“An American ‘Caesarism’ has now become flesh.” I wrote this in March 2016, even before Donald Trump had become the Republican nominee for the presidency. Today, the transformation of the democratic republic into an autocracy has advanced. By 2024, it might be irreversible. If this does indeed happen, it will change almost everything in the world.
Nobody has outlined the danger more compellingly than Robert Kagan. His argument can be reduced to two main elements. First, the Republican party is defined not by ideology, but by its loyalty to Trump. Second, the amateurish “stop the steal” movement of the last election has now morphed into a well-advanced project. One part of this project is to remove officials who stopped Trump’s effort to reverse the results in 2020. But its main aim is to shift responsibility for deciding electoral outcomes to Republican-controlled legislatures.

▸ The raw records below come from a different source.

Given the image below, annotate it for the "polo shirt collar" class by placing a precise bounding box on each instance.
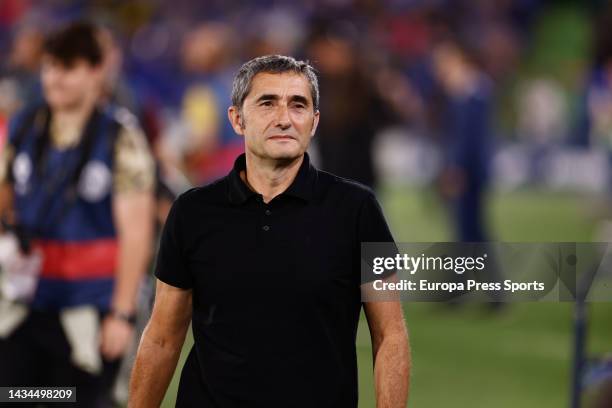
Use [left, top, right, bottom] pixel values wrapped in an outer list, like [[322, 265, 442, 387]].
[[283, 152, 315, 202], [228, 152, 315, 204]]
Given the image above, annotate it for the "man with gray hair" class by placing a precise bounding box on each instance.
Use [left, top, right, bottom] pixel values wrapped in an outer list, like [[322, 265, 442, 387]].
[[129, 55, 410, 407]]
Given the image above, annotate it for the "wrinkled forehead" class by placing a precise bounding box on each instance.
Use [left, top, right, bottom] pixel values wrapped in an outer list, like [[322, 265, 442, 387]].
[[246, 72, 313, 103]]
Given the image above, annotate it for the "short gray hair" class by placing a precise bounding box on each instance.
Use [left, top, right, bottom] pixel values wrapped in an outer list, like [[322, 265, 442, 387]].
[[231, 55, 319, 111]]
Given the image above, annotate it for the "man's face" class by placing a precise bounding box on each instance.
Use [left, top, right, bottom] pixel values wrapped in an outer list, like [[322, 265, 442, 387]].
[[41, 56, 101, 110], [432, 44, 467, 94], [229, 72, 319, 161]]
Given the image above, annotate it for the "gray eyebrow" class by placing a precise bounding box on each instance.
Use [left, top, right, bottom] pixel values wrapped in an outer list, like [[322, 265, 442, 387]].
[[255, 94, 310, 106]]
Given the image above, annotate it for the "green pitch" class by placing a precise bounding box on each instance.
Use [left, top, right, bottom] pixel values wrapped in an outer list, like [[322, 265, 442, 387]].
[[161, 187, 612, 407]]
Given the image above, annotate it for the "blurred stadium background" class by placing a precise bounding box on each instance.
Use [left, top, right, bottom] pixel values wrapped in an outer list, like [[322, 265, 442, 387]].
[[1, 0, 612, 407]]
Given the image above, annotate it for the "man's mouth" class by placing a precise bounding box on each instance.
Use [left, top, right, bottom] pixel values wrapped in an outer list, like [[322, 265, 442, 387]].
[[268, 135, 295, 141]]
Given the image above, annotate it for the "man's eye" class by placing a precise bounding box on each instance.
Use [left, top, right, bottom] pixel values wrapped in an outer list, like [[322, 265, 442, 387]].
[[260, 101, 273, 107], [292, 104, 306, 109]]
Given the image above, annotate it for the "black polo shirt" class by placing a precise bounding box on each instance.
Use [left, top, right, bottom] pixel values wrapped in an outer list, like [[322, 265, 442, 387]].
[[155, 152, 394, 408]]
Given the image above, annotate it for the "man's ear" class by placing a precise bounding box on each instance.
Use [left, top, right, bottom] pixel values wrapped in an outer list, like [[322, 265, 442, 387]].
[[228, 106, 245, 136], [310, 110, 320, 137]]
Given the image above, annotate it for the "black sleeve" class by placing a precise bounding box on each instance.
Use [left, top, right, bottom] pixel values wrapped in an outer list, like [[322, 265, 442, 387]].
[[357, 191, 398, 283], [357, 191, 395, 243], [154, 196, 193, 289]]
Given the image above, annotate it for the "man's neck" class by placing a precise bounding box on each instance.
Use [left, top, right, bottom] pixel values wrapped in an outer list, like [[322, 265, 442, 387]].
[[242, 153, 304, 203], [50, 100, 97, 148], [52, 101, 96, 129]]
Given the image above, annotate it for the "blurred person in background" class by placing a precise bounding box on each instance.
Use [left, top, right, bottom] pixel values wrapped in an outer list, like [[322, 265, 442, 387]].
[[240, 7, 306, 59], [577, 5, 612, 245], [432, 38, 493, 243], [0, 21, 155, 407], [159, 21, 243, 186], [306, 23, 402, 189], [585, 3, 612, 150], [584, 58, 612, 150], [583, 2, 612, 170], [430, 37, 507, 310], [0, 25, 44, 148], [96, 25, 139, 116]]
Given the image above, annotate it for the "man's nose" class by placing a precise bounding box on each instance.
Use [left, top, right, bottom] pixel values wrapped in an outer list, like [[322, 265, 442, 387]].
[[274, 104, 291, 129]]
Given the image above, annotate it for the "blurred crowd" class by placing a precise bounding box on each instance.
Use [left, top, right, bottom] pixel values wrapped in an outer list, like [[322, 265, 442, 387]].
[[1, 0, 612, 238], [0, 1, 534, 180]]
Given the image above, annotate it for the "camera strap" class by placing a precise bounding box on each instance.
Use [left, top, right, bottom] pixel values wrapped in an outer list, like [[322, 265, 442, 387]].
[[5, 105, 120, 252]]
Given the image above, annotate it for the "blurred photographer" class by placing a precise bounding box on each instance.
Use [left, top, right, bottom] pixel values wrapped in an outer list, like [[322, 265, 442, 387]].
[[0, 21, 155, 407]]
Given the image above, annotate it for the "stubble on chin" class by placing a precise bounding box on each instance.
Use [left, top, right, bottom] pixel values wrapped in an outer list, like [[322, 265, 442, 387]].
[[250, 143, 305, 165]]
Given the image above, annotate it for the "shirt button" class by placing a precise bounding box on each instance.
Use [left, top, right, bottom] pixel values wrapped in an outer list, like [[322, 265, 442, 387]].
[[265, 209, 271, 216], [262, 225, 270, 231]]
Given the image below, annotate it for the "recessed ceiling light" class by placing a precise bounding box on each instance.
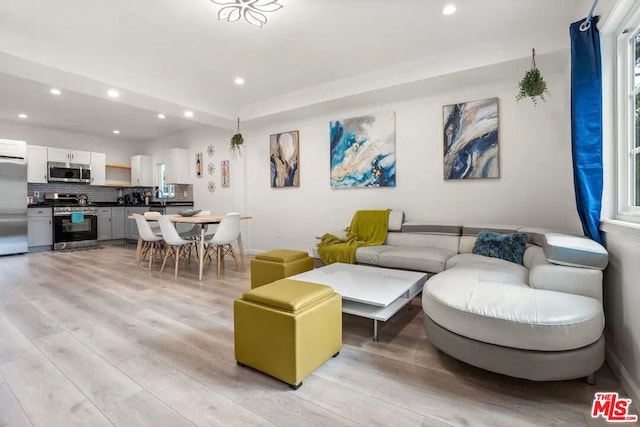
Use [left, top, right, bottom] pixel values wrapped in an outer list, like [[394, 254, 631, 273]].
[[158, 113, 166, 119], [184, 110, 194, 118], [112, 130, 120, 134], [50, 88, 61, 96], [18, 113, 28, 119], [234, 77, 245, 85], [107, 89, 120, 98], [442, 4, 456, 15]]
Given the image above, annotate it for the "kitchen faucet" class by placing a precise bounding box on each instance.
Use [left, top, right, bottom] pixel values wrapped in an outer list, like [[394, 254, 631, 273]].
[[154, 188, 166, 205]]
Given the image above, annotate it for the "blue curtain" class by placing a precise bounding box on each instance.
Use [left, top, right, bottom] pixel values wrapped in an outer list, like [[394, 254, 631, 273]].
[[570, 16, 603, 244]]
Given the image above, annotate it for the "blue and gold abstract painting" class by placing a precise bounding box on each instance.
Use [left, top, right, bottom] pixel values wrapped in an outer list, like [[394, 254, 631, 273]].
[[329, 112, 396, 188], [443, 98, 499, 180]]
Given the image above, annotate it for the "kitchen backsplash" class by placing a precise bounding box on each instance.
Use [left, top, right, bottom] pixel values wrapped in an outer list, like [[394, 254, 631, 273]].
[[28, 183, 193, 203]]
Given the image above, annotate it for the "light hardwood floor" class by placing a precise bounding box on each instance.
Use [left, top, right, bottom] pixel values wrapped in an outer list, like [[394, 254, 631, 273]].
[[0, 246, 634, 426]]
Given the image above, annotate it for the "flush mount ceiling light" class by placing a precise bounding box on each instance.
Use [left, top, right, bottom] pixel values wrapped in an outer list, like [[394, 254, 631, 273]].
[[50, 88, 62, 96], [184, 110, 194, 118], [107, 89, 120, 98], [442, 3, 457, 15], [18, 113, 28, 119], [234, 77, 245, 85], [158, 113, 166, 119], [211, 0, 283, 28], [112, 130, 120, 134]]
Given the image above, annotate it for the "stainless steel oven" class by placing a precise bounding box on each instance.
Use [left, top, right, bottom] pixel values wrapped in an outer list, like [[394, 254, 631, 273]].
[[53, 206, 98, 250], [48, 162, 91, 183]]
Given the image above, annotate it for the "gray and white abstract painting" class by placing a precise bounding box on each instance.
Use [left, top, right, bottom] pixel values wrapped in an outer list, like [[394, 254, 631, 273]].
[[443, 98, 499, 179]]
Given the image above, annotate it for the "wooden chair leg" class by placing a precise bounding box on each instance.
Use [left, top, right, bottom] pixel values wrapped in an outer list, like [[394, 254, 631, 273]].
[[229, 245, 241, 270], [216, 245, 222, 278], [134, 237, 143, 265], [160, 245, 172, 274], [148, 242, 154, 271], [221, 245, 228, 274], [175, 246, 181, 279], [136, 241, 143, 267]]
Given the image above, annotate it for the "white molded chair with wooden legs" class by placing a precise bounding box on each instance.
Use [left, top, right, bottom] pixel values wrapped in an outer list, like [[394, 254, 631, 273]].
[[132, 214, 165, 270], [203, 212, 241, 278], [143, 211, 163, 236], [179, 210, 212, 240], [157, 215, 197, 279]]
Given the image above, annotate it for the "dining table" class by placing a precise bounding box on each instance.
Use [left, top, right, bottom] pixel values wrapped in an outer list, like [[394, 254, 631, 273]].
[[131, 213, 252, 281], [167, 214, 251, 281]]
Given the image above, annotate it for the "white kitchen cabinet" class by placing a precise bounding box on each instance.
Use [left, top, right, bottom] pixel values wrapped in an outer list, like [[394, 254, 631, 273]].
[[27, 145, 48, 183], [131, 155, 153, 187], [111, 207, 125, 239], [27, 208, 52, 248], [47, 147, 90, 164], [70, 149, 90, 164], [97, 207, 112, 240], [47, 147, 70, 163], [91, 152, 106, 186], [165, 148, 190, 184]]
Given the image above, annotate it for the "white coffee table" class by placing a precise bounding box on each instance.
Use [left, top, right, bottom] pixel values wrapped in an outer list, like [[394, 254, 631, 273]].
[[289, 263, 428, 341]]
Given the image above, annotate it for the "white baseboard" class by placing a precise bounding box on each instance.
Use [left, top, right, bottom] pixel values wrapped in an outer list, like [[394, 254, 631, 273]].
[[606, 347, 640, 412]]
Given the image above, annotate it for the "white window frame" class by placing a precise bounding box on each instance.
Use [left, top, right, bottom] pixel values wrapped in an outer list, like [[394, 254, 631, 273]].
[[616, 4, 640, 223]]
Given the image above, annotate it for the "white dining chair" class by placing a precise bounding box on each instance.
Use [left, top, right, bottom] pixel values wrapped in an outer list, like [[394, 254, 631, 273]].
[[143, 211, 163, 236], [132, 214, 165, 271], [157, 215, 197, 279], [179, 210, 212, 240], [203, 212, 241, 277]]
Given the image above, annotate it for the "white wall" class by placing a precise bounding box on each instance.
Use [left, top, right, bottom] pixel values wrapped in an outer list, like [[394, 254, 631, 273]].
[[601, 226, 640, 410], [143, 126, 249, 238], [240, 53, 582, 254], [0, 121, 141, 164]]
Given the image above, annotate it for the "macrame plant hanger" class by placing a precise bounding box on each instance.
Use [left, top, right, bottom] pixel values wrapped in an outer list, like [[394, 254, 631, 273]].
[[230, 117, 244, 157]]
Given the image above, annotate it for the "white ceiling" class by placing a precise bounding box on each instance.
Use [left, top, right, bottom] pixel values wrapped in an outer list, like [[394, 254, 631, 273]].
[[0, 0, 617, 138], [0, 72, 201, 140]]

Thus, health permitting, Trump will be the next Republican candidate. He will be backed by a party that is now his tool. Most important, in the words of David Frum, erstwhile speechwriter for George W Bush, “what the United States did not have before 2020 was a large national movement willing to justify mob violence to claim political power. Now it does.” It does so because its members believe their opponents are not “real” Americans. A liberal democracy cannot long endure if a major party believes defeat is illegitimate and must be rendered impossible.